LaValle and Francisco scowled as the rain dripped down their faces.
“We’ve only got two of the three fragments,” Bethany pointed out. “The Codex isn’t even complete. It’s worthless like this.”
“On the contrary,” Bergeron said. “It is very valuable to me. If you don’t hand it over, I’m afraid my trigger-happy associates and I will be forced to make a very nasty mess out of the four of you. And I do so hate the sight of blood these days.”
“Boss, you said the vampire would be here. Where is he?” Francisco demanded, an angry sneer on his baby face. “You promised. You said he would be mine when the time came.”
“Not now, Francisco,” Bergeron hissed at him, taking his eyes off us for a moment.
But a moment was all Gabrielle needed to make a move. She lifted her hands from her side, green flames flickering hungrily around her fingers.
Bergeron pointed his gun at her. “I wouldn’t if I were you.”
“If you think a gun can protect you,” Gabrielle said, “you don’t know who you’re messing with.”
“Now, now,” Bergeron said. “I didn’t survive this long by being stupid.”
He whistled. In response, dozens of figures came out of the dark. They positioned themselves along the top of Bethesda Terrace and the grand stairways on either side of it. The people huddled inside the arcade caught sight of the creatures on t
he steps and screamed, stampeding away from us. These things weren’t human. Their bodies were thin, almost skeletal, with leathery, rust-brown skin stretched tight over their bones. Their heads were bald and insectlike, with two big, black, irisless eyes and two nubby horns on their brows. They wore no clothing, only swords in scabbards that hung at their bony hips. They hadn’t drawn their weapons yet. They stayed in formation and awaited orders like a well-trained army.
Gabrielle reluctantly lowered her hands. The green flames faded away.
Isaac regarded the creatures with narrowed eyes. “Demons,” he said.
“Lesser demons, of course,” Bergeron replied. “The kind you don’t need the Codex Goetia to summon. Just some blood, powdered bone, and the right incantations. I’ve gotten a lot better at summoning and binding demons over the years. I learned the hard way how important that is.”
I looked down at the withered leg he’d shown us in Westchester.
An old injury that never quite healed right.
Damn. What a fool I’d been. He’d been right under our noses all along.
“You’re Erickson Arkwright,” I said.
The old man smiled. “It’s been a long time since anyone called me that. The last time I used that name I was hiding half-dead beneath a pile of my friends’ body parts. Waiting until it was safe to come out again. Dragging myself through their blood and entrails to the door.”

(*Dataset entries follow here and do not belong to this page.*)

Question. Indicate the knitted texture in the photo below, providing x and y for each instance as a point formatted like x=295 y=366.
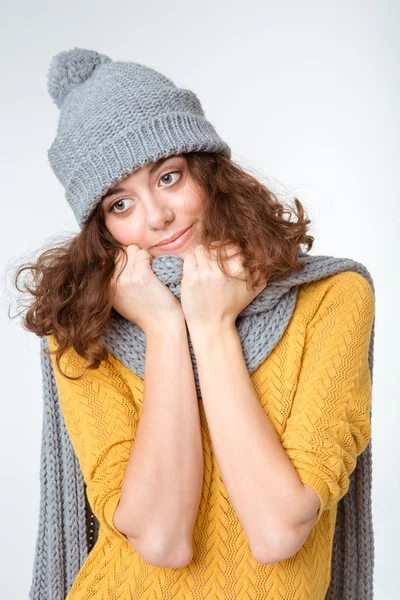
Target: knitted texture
x=115 y=117
x=308 y=346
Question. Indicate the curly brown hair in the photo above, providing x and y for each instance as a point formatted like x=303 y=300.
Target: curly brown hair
x=70 y=284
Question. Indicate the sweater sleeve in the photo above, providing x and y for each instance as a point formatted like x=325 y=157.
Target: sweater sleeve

He was getting worked up as he spoke, his anger growing. He started coughing, but brought it under control quickly. Specks of blood dotted his lower lip. When he spoke again, his tone was calm and even.
“Forgive me. As you can see, not all the damage was external. I have a collapsed lung, and kidneys that no longer function properly. What was done to me, what I lived through, was grueling. An unimaginable hell. After enduring that, a new name was a blessing, a chance to put the horror behind me. Even a name as bland as Clarence Bergeron. But then, the real Clarence Bergeron was quite bland himself. Killing him and assuming his identity felt like doing the world a favor.”